Saturday, January 9, 1999 Published at 03:54 GMT
Vatican urges better relations with Islam
The Iraqi strikes strained Christian Muslim relations
By Religious Affairs Correspondent Jane Little
In a message to mark the Islamic holy month of Ramadan, the Vatican has called for greater collaboration between Christians and Muslims.
It is becoming a regular gesture for the Vatican to mark other religions' festivals, but this Ramadan appeal was particularly significant.
The message reflects an urgency to reaffirm good relations between the Christian and Muslim worlds - relations many fear have been damaged in the wake of the recent air strikes on Iraq.
Cardinal Francis Arinze, head of inter-religious dialogue, said both religions held similar beliefs on love for one's neighbour and opposition to hatred.
That is an understatement in many places - like Pakistan, Sudan and Nigeria - where relations are sometimes violent.
Cardinal Arinze's negative note will strike a chord throughout the Islamic world, where Muslims widely condemned the United States and British airstrikes on Iraq.

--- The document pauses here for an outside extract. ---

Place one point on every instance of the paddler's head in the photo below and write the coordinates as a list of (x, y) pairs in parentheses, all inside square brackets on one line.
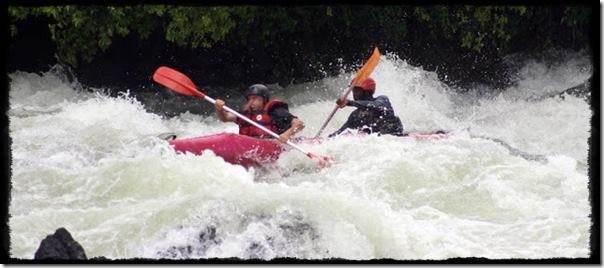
[(256, 96), (365, 90)]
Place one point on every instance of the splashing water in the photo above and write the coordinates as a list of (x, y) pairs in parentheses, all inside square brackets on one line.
[(93, 164)]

The sensitive timing on the eve of Ramadan, a month of fasting and devotion, was perceived by many as an affront to their faith.
The Pope was one of the first leaders to criticise the military action and express solidarity with the Iraqi people.
Together Christians and Muslims account for more than half of humanity, and there is an increasing sense of polarisation between the 'Christian' west and Islam.
It is only recently that the Vatican has pursued links with Islamic leaders.
Cardinal Arinze last year signed a landmark agreement to promote dialogue with the senior authority in Sunni Islam, Al Azhar University in Cairo.
But given the importance of improving relations, many argue that more effective, less symbolic connections need to be made.